Even though "diet" is in the title, this isn't the sort of diet you hop on for a few days for quick weight loss. Instead, it's got staying power: It's a way of eating, and living, that helps you gradually change your eating habits so they stick with you for good.
You'll go through three phases:
- Baby Steps (at least 4 weeks): Prepare your body for weight loss by being more active, revving up your metabolism, getting rid of six "problem foods," and increasing the number of calories you burn.
- Get Moving (at least 4 weeks): Keep calories in check by increasing your activity at least one level, understanding emotional reasons for hunger, introducing "anything-goes calories," and portion control.
- Your Best Life (ongoing): Add even more activity; cut back on saturated fat, sodium, and added sugar; eliminate trans fats; and include wholesome foods.
What You Can Eat and What You Can't
You’ll eat three meals and at least one snack a day, take supplements, and drink lots of water.
Phase 1: Say yes to a fiber- and calcium-rich breakfast every day, healthy 100- to 200-calorie snacks, no eating for at least 2 hours before bedtime, and lots of water. Say no to six problem foods: alcohol, soda, trans fats, fried foods, white bread, and full-fat milk and yogurt.
Phase 2: This phase is all about controlling your portions. You’ll eat the same types of food as in Phase 1, but you’ll add "anything-goes calories," with the amount depending on your activity level. In short, you have to earn them by being active.

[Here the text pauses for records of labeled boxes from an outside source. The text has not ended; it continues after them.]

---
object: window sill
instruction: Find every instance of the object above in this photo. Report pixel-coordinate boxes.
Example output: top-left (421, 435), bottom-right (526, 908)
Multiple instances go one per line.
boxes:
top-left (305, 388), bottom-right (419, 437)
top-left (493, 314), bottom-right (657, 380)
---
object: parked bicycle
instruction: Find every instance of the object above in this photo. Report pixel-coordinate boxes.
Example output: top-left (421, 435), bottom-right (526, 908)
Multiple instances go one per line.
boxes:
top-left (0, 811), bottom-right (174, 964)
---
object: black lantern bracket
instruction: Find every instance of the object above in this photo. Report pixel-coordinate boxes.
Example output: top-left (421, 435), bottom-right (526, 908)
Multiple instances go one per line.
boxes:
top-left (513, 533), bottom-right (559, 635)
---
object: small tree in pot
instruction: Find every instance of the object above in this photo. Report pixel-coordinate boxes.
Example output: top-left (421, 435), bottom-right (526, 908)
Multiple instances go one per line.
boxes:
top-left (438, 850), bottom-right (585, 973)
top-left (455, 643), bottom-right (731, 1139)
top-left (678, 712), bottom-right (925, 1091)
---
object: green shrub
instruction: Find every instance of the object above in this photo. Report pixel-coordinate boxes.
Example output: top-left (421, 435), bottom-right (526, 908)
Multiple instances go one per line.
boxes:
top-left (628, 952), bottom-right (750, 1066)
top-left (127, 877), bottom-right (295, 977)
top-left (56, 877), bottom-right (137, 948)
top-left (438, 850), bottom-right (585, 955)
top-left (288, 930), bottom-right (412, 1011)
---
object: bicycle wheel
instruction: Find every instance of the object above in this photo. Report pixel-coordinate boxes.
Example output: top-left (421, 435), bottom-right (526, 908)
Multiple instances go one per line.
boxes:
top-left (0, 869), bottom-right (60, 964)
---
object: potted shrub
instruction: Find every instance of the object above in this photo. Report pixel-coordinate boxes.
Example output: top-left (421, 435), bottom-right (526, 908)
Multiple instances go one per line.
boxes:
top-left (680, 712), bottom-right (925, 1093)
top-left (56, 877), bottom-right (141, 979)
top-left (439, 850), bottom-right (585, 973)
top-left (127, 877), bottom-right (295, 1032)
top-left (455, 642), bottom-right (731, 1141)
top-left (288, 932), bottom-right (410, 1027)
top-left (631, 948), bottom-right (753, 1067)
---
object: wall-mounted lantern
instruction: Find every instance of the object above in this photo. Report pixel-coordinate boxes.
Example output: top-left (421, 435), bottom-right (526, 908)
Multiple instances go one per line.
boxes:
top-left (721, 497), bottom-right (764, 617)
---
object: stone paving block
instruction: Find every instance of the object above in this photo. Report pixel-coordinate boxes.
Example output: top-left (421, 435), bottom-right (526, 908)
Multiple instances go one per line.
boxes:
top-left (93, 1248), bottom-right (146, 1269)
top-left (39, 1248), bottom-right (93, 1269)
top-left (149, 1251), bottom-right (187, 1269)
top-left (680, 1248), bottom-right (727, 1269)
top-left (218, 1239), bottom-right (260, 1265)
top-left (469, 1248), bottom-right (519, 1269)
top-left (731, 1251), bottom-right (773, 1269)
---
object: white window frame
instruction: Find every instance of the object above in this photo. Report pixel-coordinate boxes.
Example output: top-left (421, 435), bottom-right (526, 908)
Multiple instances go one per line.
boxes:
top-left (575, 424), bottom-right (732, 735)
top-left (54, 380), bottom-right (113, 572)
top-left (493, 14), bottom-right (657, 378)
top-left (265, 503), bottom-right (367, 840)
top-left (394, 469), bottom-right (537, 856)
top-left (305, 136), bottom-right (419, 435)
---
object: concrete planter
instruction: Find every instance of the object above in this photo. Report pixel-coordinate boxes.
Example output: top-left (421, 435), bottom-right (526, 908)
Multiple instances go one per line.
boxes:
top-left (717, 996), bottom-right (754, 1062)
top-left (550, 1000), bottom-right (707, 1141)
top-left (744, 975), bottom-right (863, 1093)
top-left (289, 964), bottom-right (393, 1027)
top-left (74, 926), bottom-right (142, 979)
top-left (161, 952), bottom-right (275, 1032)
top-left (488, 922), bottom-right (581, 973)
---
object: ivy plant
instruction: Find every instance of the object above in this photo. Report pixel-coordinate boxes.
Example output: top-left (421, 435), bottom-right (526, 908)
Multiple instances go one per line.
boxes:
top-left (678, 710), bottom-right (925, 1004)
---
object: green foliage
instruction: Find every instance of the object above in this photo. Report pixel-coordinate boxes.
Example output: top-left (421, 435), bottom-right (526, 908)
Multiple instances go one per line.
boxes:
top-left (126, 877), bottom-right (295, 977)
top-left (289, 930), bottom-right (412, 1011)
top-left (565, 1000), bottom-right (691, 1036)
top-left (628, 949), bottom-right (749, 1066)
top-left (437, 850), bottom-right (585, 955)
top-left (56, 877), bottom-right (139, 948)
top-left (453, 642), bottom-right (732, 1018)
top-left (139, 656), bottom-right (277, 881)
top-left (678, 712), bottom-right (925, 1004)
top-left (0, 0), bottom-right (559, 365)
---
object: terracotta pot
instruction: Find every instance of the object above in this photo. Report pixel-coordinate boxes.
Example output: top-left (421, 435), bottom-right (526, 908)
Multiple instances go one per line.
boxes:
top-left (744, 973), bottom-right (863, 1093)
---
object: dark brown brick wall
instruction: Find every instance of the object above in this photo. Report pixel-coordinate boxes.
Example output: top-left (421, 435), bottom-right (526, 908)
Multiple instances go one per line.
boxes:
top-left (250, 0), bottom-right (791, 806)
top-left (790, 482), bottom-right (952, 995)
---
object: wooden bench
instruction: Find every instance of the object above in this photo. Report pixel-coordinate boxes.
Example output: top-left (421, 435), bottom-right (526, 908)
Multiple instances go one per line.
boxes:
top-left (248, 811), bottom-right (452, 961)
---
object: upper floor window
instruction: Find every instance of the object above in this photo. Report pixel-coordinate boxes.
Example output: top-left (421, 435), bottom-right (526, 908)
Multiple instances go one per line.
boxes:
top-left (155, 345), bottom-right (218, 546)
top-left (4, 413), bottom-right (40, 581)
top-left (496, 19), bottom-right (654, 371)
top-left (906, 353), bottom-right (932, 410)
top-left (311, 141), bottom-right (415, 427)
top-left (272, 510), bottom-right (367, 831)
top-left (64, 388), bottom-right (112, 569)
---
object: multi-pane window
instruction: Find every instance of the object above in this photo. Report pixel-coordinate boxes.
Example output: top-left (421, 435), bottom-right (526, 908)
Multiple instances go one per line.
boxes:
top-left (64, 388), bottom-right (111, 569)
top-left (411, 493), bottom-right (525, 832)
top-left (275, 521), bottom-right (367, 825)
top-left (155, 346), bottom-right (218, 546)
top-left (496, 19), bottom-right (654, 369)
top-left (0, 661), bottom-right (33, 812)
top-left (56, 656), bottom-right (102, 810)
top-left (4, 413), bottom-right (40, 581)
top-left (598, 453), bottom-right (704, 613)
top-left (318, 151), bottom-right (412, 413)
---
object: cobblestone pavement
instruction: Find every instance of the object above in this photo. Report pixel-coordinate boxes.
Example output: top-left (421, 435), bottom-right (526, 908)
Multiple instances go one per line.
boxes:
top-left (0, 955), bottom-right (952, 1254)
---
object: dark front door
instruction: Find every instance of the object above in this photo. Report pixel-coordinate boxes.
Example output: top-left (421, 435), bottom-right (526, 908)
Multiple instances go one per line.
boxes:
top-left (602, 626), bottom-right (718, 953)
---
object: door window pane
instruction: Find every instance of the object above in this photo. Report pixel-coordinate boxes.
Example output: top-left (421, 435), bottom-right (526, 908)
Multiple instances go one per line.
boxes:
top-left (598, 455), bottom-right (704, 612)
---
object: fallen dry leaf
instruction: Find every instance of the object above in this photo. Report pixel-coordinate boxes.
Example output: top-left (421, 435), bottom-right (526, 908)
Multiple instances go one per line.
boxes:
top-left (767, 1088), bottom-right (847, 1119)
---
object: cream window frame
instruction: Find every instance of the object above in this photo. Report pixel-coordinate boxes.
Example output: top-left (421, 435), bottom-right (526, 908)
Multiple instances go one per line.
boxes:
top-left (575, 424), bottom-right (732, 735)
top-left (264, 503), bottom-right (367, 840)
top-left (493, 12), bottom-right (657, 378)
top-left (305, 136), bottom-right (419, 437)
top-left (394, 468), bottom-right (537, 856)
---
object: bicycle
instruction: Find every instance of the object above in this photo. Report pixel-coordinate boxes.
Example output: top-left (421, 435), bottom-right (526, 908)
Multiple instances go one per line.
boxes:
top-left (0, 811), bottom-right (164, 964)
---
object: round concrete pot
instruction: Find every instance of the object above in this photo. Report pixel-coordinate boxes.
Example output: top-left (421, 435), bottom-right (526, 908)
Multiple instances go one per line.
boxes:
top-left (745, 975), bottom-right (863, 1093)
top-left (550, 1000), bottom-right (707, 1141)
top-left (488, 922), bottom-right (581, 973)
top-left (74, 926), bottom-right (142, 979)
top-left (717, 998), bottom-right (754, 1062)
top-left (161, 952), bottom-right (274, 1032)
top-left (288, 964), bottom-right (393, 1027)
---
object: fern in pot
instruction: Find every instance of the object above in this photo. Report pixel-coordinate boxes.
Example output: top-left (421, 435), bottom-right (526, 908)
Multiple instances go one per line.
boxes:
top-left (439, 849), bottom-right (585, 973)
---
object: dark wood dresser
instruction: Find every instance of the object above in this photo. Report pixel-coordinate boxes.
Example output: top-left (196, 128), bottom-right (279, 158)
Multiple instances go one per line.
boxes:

Phase 3: You still keep portions in check, and you shift toward nutritious foods (leaner proteins, fruit, whole grains, colorful vegetables). You'll also focus on the quality of your diet. Everything you eat should offer great taste, vitamins, minerals, and nutrients you need to be satisfied and stay healthy.
The Best Life Diet doesn’t allow alcohol in Phase 1 but allows it in moderation in Phases 2 and 3 as part of your "anything-goes calories."